If I were Guest Programmer

On Turner Classic Movies there’s a regular feature hosted by Robert Osborne: the Guest Programmer of the Month. On this feature they select a celebrity guest programmer and the guest selects four movies which are shown back-to-back in one evening with commentary by the guest programmer and Mr. Osborne.

The feature was on last night on TCM. I didn’t catch the name of the “celebrity”. I gather he was an up-and-coming Broadway musical comedy star. The pictures he selected were Sunset Blvd., Mr. Skeffington, A Woman’s Face, and Meet Me in St. Louis. Well, that’s certainly the “Diva Sampler” (Gloria Swanson, Bette Davis, Joan Crawford, and Judy Garland). They’re all great pictures (and some great roles for actresses). With the exception of A Woman’s Face I’d say those pictures are over-programmed, if anything.

My wife and I began discussing the pictures we’d select if we were guest programmers. There are several different strategies one could use. There’s the obvious “Favorite Pictures” strategy. Like good American kids we could use the “Expected Answer” strategy which seems to be the preferred strategy for most guest programmers. I’m not that big a fan of Citizen Kane.

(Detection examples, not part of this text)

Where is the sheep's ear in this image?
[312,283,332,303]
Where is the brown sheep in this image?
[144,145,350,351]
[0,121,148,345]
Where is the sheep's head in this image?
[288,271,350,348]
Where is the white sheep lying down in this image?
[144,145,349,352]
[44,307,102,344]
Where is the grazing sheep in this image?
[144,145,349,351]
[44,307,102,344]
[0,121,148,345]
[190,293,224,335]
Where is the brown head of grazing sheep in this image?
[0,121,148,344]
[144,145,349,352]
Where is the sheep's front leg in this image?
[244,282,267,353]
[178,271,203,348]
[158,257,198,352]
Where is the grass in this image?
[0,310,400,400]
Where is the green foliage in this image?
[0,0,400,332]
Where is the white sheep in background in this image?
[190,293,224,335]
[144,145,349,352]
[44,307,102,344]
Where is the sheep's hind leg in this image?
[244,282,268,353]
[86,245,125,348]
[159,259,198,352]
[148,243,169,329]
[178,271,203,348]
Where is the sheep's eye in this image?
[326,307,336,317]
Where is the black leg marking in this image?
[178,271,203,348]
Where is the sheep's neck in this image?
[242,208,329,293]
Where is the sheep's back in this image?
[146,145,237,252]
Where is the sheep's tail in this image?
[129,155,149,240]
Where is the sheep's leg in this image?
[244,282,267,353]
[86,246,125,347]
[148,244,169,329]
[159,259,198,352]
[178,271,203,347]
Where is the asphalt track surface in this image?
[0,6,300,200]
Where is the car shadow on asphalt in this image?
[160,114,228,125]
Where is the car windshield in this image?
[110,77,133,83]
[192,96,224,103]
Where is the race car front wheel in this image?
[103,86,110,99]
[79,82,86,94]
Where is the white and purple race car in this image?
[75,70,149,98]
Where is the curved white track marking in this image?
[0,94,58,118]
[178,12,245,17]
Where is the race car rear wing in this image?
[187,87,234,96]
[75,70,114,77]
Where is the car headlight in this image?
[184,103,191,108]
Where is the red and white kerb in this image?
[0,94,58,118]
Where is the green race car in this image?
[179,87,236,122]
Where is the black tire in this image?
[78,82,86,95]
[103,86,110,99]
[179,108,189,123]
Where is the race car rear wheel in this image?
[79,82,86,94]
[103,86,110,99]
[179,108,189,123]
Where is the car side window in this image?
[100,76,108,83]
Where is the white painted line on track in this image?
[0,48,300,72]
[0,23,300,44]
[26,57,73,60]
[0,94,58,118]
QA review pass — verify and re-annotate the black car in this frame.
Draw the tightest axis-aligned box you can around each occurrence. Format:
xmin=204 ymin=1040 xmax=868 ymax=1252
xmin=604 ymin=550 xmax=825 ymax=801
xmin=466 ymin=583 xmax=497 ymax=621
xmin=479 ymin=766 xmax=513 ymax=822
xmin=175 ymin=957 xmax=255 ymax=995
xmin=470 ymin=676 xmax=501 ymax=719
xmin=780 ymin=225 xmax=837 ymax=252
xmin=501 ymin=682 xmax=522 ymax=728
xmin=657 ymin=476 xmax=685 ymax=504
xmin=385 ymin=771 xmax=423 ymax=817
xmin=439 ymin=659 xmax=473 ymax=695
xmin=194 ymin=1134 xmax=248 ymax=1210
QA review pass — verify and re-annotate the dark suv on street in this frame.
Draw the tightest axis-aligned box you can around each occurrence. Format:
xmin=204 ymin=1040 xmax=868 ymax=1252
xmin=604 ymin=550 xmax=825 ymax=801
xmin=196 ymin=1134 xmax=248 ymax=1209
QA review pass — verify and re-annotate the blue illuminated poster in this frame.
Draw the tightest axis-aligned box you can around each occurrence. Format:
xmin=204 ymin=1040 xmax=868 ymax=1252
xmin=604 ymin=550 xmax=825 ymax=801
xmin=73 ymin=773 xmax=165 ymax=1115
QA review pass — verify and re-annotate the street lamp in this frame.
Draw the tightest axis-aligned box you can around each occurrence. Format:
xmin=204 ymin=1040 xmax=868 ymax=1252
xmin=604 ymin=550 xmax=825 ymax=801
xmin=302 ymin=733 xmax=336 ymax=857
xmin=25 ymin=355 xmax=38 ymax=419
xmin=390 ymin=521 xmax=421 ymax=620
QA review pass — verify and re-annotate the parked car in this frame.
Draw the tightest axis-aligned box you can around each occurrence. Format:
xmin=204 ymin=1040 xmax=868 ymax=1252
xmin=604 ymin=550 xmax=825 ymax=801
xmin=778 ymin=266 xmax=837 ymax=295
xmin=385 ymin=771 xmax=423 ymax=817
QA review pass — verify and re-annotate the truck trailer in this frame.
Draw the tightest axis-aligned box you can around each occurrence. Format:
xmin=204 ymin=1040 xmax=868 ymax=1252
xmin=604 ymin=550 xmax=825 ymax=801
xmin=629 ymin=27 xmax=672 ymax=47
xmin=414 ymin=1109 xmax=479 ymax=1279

A “Guilty Pleasures” strategy would be interesting and would be sure to come up with some interesting selections.

But the strategy I argued for was a “Needs More Attention” strategy. In this strategy you select great pictures that more people should see but, for some reason or other, are rarely to be found. And, amazingly, when we agreed on this strategy my wife and I rapidly selected four pictures—one each from the 1920’s, 30’s, 40’s, and 50’s—that we immediately agreed we’d program.

The Shock

This is a rarely-seen Lon Chaney silent. This is neither the horror-makeup Chaney nor the Grand Guignol Chaney of The Unknown. This is the naturalistic Chaney demonstrating that he was one of the greatest movie actors who’ve ever lived through his unique ability to portray outcasts and defective people with tremendous honesty, sympathy, and humanity.

Fury

This Fritz Lang classic is a story of mistake, injustice, and revenge with Spencer Tracy and Sylvia Sidney, two of the grittiest and most honest actors of the 1930’s.

Keeper of the Flame

Why isn’t this Tracy/Hepburn picture shown more often? It should be required viewing. The widow of a beloved political figure slowly learns the truth about her husband. This is a movie that looks at the fascist takeovers in Europe, asks “Could it happen here?”, and decides “Yes, it could”.

Full of Life

Second generation immigrant Richard Conte and his wife, played by the incomparable Judy Holliday, move to the suburbs and are shocked to find the house they’ve moved into is a rundown dump. The solution: get Conte’s immigrant father, a stonemason, to fix the problems. Papa is Old World and his ideas about practically everything disagree violently with his son’s. This is a charming picture that interweaves themes of family, conflict, and self-discovery. It’s also the story of the millions of GI’s who returned from World War II and moved to the suburbs. I just don’t know why this picture isn’t programmed more frequently. Don’t miss the fabulous performance by opera star Salvatore Baccaloni as Papa Rocco.